Re: CC Individual vs Total Utilization

Also keep in mind that if you aren't planning on applying for credit any time soon, a credit score drop of 20-30 points is a non-event.  The only time 20-30 points will really matter for your score is when you are looking to obtain additional credit.  That's when you want your score to be at its absolute best.  Don't sweat the temporary score drop!

Message 5 of 7
Regular Contributor

Re: CC Individual vs Total Utilization


BrutalBodyShots wrote:

Also keep in mind that if you aren't planning on applying for credit any time soon, a credit score drop of 20-30 points is a non-event.  The only time 20-30 points will really matter for your score is when you are looking to obtain additional credit.  That's when you want your score to be at its absolute best.  Don't sweat the temporary score drop!


Excellent point.

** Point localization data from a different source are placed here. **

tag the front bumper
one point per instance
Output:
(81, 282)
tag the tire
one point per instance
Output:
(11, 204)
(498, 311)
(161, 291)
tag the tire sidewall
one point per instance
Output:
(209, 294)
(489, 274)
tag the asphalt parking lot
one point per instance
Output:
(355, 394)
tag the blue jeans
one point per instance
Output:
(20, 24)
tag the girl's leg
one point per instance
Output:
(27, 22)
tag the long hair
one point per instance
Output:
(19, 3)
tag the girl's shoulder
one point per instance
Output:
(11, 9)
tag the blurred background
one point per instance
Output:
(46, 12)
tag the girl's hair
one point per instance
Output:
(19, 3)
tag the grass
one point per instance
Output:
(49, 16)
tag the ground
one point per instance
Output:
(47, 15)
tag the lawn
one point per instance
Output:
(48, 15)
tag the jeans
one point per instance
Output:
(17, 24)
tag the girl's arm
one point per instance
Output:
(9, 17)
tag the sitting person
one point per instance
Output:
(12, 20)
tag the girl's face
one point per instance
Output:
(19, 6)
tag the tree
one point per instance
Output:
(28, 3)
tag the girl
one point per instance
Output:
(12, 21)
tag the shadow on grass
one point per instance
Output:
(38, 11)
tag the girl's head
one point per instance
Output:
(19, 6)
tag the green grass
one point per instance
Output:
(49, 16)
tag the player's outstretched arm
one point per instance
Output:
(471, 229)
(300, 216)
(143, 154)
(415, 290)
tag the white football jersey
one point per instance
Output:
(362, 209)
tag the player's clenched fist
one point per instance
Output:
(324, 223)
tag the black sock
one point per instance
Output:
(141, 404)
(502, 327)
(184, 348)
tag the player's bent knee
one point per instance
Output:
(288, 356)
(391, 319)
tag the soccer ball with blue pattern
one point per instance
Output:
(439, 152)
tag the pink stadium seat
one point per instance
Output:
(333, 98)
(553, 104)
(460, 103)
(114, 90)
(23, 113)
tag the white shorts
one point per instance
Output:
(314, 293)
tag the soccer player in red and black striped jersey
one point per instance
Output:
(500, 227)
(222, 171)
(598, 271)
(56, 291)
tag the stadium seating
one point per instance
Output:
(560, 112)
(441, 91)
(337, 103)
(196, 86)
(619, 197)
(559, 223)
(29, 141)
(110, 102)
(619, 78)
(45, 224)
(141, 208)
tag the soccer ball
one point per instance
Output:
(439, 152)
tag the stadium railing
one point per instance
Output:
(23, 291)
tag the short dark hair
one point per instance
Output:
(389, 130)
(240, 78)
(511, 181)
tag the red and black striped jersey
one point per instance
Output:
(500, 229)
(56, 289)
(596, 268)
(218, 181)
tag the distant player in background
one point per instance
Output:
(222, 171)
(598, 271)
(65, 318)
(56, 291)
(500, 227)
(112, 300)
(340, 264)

Thanks for talking me down from the edge...

Message 6 of 7
Senior Contributor

Re: CC Individual vs Total Utilization

No problem.  There is one rare asterisk that I'd put on a temporary 20-30 point drop being a "bad" thing and that would be if you've had any recent negative items introduced to your credit report, such as a late payment in the last 6 months, for example.  An additional drop from utilization following a drop due to payment history could and has spooked lenders to taking AA.  Most of this IMO would happen in the score range of say 580-620.  Here's an example:

 

Someone has a score of 700 with no recent negative items and their utilization is very low.  They let one of their accounts report a 30 day late payment.  Their score instantly drops to say 620.  Lenders at this point when they see the late payment may take AA, or they may not.  If they saw the account go to 60 days late, no doubt AA would be taken.  But anyway, at 30 days late with a 620 score this person increases their utilization by maxing out a single card and their score drops to 595-600.  At this point, lenders may consider taking AA because in addition to the negative information being reported, now utilization is showing the first signs of struggle as well.  Again, this would only happen with those "on the cusp" type scores.  I just thought this type of situation would be worth pointing out as an example where/when someone would not want to take a 20-30 point utilization hit.